Francisco Piedade

Sou um náufrago do barco do destino: Nadei, nadei, nadei à deriva e aqui vim parar.

Textos

A IDA DE QUEM NÃO ESTAVA
É, moço. Eu ainda penso muito nela, penso, sim. Todo dia a saudade dela vem me aporrinhar. Ela é que nem o sol, nunca farta.
Aquilo é que era muié. Não me aperriava com nada. Cuidava da casa, das galinha, dos porco e ainda me ajudava na roça. Fazia uma buchada de lamber os prato e os beiço. Na cama, moço, fico inté acabrunhado de falar. Ela fazia osadia de matar o cabra. Não sou chegado a falar da intimidade do quarto, não sou mesmo, mas teve uma noite que nóis  tava tão assanhado, que arrebentemo os pé da cama. Tem vez que eu inté choro, choro, sim.

Me alembro como se fosse agora. Quando vi ela caminhando na minha direção com um caminhar diferente das outra. Tinha os cabelo preto e amarrado parecendo o rabo de cavalo. Carregava em riba da cabeça uma trouxa, mas não segurava com as mão. Não sei como aquela trouxa não caia.

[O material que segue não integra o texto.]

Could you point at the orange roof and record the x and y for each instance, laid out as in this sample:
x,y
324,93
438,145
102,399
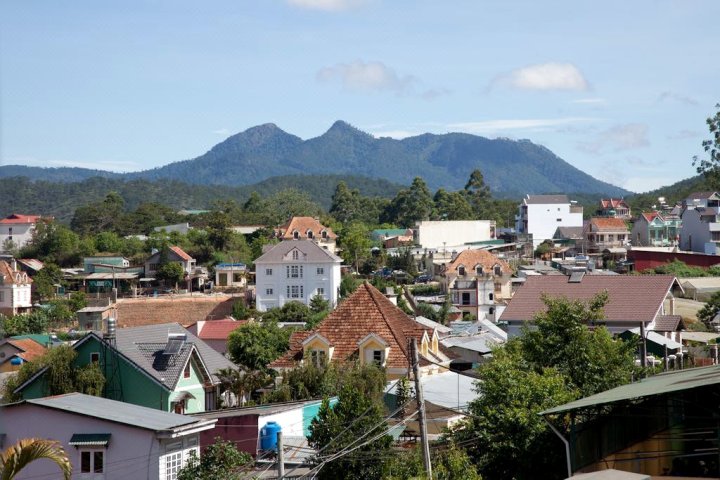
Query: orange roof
x,y
218,329
608,224
302,225
8,276
30,349
181,253
471,258
19,218
365,312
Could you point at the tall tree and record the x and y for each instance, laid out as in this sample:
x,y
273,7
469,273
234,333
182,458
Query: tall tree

Era domingo e eu tava na janela preparando um cigarro e apreciando os movimento.Ela me deu boa tarde e perguntou se eu sabia aonde tinha uma casa largada pro mode ela passá a noite. Eu falei que tinha uma na rua de cima, a casa do finado Fidélis. Adispois que ele morreu, a casa ficou entregue a Deus. Mas tava de porta e janela arrebentada e fedia que nem chiqueiro. Os muleque fazia as necessidade lá dentro. Ela deu risada do sucedido. Aí eu fiquei com a pulga atrás da orelha. Achei que ela tinha juízo fraco. Mas mesmo assim sem me assuntar, falei que se ela se agradasse, podia passá a noite na minha casa. A casa era de pobre, sim, senhor, mas onde comia um, comia dois. Ela deu risada de novo e disse que Deus ia me pagá.

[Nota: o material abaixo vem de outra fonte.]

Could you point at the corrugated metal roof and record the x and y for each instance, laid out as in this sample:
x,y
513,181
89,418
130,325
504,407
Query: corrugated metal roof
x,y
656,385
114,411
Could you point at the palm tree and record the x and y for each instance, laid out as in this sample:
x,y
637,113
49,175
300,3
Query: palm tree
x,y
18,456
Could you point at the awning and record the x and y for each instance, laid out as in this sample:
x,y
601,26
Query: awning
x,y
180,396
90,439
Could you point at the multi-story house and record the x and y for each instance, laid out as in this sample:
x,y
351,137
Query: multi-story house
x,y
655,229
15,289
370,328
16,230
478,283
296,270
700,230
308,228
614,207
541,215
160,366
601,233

Ela entrou, arriou a trouxa e pusemo a prosear. Me disse o nome dela e de onde tava vindo. Falou que largou do marido porque ele alevantou a mão pra ela. Aí eu fiquei raivoso. Que marca de Home é esse que bate numa muié? Deve de ter parte com o cão. Muié num foi feita pra apanhar, não senhor, ela foi feita pra ser companheira e acarinhada, isso sim.
Fiquemo inté tarde proseando.Naquela noite ela dormiu na esteira no chão da sala. Quando alevantei, ela já tava de pé e cantando. Cantava e os passarinho respondia. O café tava pronto e a macaxeira cozinhada. Êta muié ligeira danada, sô.Fiquei todo saliente
Fui trabaiá mas ela não saia da cachola. Até que avexado, vortei mais cedo pra casa. Quando cheguei ela tava toda formosa. A casa varrida e toda arrumada.Inté a imagem de Santo Antonio tava limpa. Adispois daquele dia, ela passou a dormir comigo.

Minha vida mudou, moço, mudou, sim. Trabaiava com mais gôsto, vortei a dá risada, que antes eu vivia infezado. Cortava o cabelo, as unha, raspava a barba e inté engordei mais.Andavam falando umas coisa, mas eu não dava assunto. Inté meu cumpade disse que eu tinha amalucado por punhar uma muié dentro de casa sem sabê quem é. Disse que era coisa feita. Confesso que de primeiro eu fiquei cismado,mas ela amoleceu meu coração e eu não queria saber de nada e não dava ligança pra ninguém.

Foi muito bom, moço, ficar com ela, foi sim. Fiquemo quatro ano junto. Nóis era um por dento do outro. Inté que um dia,ao vortar da roça,ela não tava em casa. Não tava no terreiro e nem na rua. Percurei por todo o canto e nada. A terra se abriu e ela se converteu. Ela pegou a trouxa e foi embora. Ninguém sabe, ninguém viu.

Hoje tô velho, cabelo grande, unha sem cortá, barba sem raspá e nem dou mais risada.
Fico na janela olhando os movimento e esperando que um dia ela apareça com aquele caminhar diferente e a trouxa na cabeça.
Tem vez que eu penso que ela deve de tá fazendo a alegria de outro Home em alguma banda, assim como fez comigo.
Adispois eu penso que ela nunca teve aqui. Que tudo foi coisa de meus pensamento.
Mas tem vez, moço, que eu acredito que ela foi um sonho bom que tive e que vou me alembrá pra sempre, vou, sim senhor!